16S marker gene sequencing data analysis

For generation of the 16S-derived taxa-to-sample compositional matrix, a customized Python workflow based on Quantitative Insights Into Microbial Ecology (QIIME version 1.8)³⁸ was adopted (http://qiime.org). Reads were filtered for chimeric sequences using the UCHIME algorithm version 4³⁹. Hierarchical clustering of samples was performed using UPGMA with weighted UniFrac as a distance measure as implemented in QIIME 1.8. Figures resulting from these clustering analyses were generated using the interactive tree of life (iTOL) tool⁴⁰. The Ribosomal Database Project classifier version 2.3 was performed for taxonomic classification of the sequence reads⁴¹. Alpha diversity metrics (PD whole tree, Chao1, Observed Species and Shannon) were calculated by bootstrapping 6490 reads per sample, and taking the average over 10 trials. For visualization of the differential microbiome, Cytoscape software version 3.4.0⁴² was used together with in-house developed Python scripts for generating the appropriate input data deriving from the QIIME analysis. Note that due to technical limitations in the resolution of 16S marker gene sequencing, OTU (operational taxonomic unit) calling on the level of species should be interpreted with caution.

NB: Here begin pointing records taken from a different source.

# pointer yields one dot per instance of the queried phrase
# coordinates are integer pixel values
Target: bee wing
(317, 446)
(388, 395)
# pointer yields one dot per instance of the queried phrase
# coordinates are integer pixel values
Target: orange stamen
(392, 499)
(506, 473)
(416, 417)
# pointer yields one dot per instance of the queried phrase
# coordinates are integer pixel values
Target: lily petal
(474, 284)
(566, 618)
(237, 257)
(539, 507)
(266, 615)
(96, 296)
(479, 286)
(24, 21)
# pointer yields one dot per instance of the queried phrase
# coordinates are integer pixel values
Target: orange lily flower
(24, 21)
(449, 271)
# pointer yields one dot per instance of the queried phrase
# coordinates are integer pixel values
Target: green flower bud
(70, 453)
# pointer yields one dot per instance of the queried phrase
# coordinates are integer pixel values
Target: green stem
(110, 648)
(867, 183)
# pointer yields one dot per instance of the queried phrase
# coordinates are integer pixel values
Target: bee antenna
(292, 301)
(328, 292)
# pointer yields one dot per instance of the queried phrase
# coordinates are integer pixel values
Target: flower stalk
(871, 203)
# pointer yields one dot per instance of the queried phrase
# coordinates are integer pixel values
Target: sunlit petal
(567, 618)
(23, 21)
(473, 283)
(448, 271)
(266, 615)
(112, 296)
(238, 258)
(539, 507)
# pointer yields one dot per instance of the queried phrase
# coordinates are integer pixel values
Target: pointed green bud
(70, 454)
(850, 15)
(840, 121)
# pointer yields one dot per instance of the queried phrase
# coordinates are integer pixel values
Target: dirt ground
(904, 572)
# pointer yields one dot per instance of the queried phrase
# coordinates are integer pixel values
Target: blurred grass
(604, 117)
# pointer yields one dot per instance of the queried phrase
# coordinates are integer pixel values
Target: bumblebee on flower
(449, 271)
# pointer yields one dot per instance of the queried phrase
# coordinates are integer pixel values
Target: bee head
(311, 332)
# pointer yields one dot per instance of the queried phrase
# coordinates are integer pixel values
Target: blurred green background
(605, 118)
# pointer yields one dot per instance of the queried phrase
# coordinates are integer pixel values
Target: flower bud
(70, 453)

Selection of representative Staphylococcus genomes for TaxPhlAn target discovery

Staphylococcus genomes were downloaded (n = 7247) from the NCBI assembled genomes database⁴³ (ftp.ncbi.nlm.nih.gov/genomes/genbank/bacteria/) and the NCBI Traces WGS database (https://www.ncbi.nlm.nih.gov/Traces/wgs/). TaxPhlAn requires sub-selection of input genomes due to computational capacity. We selected a diverse subset of those genomes based on their 16S sequences by running a BLAST search with the full 16S gene of S. aureus subsp. aureus 71193 to each available genome (Staphylococcus 16S reference gene was downloaded from SILVA database³³ in April 2016; accession CP003045). Based on the best scoring BLAST hits, 16S genes were aligned to the aforementioned 16S reference gene by a pairwise global alignment with Needle (version EMBOSS: 6.3.1; default settings)⁴⁴. From these alignments, a 1Kb long 16S region covered by the majority of genomes was selected (n = 6569) and 16S OTU clusters were determined using UCLUST (version 1.2.22q)³⁹ for cluster building with percentage identity set to 99.7%. This yielded 24 (16S) clusters from which we equally selected 200 unique Staphylococcus genomes in total. For further details we refer to the supplementary Methods.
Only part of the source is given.